Gekommen war ich, um Andreas Schager in der Titelpartie zu hören, nachdem mich sein Siegfried zu Ostern am Haus begeistert hatte. Um es kurz zu machen: Wo er laut singen kann, ist er mitreißend. Aber im Lohengrin ist nicht alles Attacke, und die lyrischen Passagen sind Schagers Sache nicht. Siegfried hat sich nach Brabant verirrt, und er fühlt sich sichtlich unwohl. Fatalerweise hat er den halben Text der Partie vergessen und improvisiert teilweise sinnentstellend: "Euch Helden soll der Zweifel nicht gereuen,..." Ich bin ein großer Anhänger seiner Kunst, aber das war weder seine Rolle, noch sein Abend. Er kassierte auch ein paar Buhs beim Schlußapplaus.
Vida Miknevičiūtė, Elsa, ist, gemeinsam mit Adam Kutny, Heerrufer, die letzte Verbliebene der Premierenbesetzung. Wann immer ich sie in den letzten zwei Jahren gesehen habe (Elsa, Chrysothemis, Jenufa, Sieglinde, Salome, Marietta), war sie großartig! So auch gestern - packend dramatisch gibt sie die Elsa, sicher in der Wahl ihrer künstlerischen Mittel. Und auch die Innigkeit und Verletzlichkeit des Mädchens macht sie glaubwürdig. Daß sie zum Schluß aller Widersacher triumphiert, Horn und Schwert in die Höhe reckend an der Rampe steht, ist ein passendes Bild!
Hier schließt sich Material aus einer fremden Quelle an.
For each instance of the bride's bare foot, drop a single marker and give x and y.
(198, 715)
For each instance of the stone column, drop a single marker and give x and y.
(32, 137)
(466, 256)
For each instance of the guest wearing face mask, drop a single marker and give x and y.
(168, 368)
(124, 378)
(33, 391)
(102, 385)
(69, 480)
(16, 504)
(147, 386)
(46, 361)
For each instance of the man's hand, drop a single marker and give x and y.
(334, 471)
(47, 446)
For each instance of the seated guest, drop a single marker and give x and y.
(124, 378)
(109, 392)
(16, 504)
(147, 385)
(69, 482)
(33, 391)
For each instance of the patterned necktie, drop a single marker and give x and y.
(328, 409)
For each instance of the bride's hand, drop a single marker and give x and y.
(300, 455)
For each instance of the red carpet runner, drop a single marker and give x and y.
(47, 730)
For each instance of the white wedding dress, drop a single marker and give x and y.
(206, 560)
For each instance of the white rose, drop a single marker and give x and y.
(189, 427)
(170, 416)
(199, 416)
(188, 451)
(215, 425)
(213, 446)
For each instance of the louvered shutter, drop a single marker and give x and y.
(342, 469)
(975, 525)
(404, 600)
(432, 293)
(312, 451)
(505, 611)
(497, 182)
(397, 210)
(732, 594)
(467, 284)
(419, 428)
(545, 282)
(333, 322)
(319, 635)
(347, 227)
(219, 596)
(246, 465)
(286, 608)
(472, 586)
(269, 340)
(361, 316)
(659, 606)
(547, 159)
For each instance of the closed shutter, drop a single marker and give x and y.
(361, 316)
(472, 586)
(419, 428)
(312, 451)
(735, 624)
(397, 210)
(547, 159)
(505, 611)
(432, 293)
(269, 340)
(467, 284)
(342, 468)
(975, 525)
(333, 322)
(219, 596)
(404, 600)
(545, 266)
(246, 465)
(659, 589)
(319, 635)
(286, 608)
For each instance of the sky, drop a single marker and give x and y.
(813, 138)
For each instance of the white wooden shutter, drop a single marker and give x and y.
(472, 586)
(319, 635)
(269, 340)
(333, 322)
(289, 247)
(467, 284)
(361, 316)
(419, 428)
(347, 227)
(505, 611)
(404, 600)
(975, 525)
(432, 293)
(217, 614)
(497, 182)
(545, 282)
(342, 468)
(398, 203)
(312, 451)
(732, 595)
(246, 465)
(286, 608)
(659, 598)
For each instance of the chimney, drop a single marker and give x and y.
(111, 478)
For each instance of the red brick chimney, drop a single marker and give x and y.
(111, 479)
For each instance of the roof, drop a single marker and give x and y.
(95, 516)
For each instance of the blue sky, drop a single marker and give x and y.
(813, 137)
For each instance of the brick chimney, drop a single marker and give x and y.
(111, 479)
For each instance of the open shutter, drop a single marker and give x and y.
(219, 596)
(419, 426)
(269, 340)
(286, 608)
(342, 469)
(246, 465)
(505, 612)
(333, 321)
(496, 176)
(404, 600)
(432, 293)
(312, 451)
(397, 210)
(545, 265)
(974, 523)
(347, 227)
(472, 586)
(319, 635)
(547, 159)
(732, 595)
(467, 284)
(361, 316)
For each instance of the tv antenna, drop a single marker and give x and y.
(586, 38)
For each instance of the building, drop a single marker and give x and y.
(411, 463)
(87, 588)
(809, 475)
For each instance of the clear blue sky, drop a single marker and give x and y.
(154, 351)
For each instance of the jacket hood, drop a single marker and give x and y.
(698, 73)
In dieser Inszenierung kommt dem Heerrufer eine wichtige Rolle zu: Als Conferencier treibt er die Handlung durch die ersten beiden Akte. Kutny singt mit ziemlich großem Vibrato, aber auch sehr laut. Mit seinem giftigen Spiel, seiner Präsenz, seiner Körperbeherrschung gab er ein beeindruckendes Rollenporträt.
Wolfgang Koch sang Friedrich von Telramund und gab einen öligen Ehrgeizling, der das Publikum in der Lohengrin Reality-Show richtig aufreizen will. Ich habe ihn schon in Hamburg und an der Deutschen Oper Berlin in der Partie erlebt, und gestern Abend hat er mir erneut sehr gut gefallen. Marina Prudenskaya, Ortrud, geht im dritten Akt etwas die Kraft aus, als sie die Flucht Lohengrins furios feiern müßte, aber der nächtlichen Szenerie des zweiten Akts hat sie überzeugend agiert.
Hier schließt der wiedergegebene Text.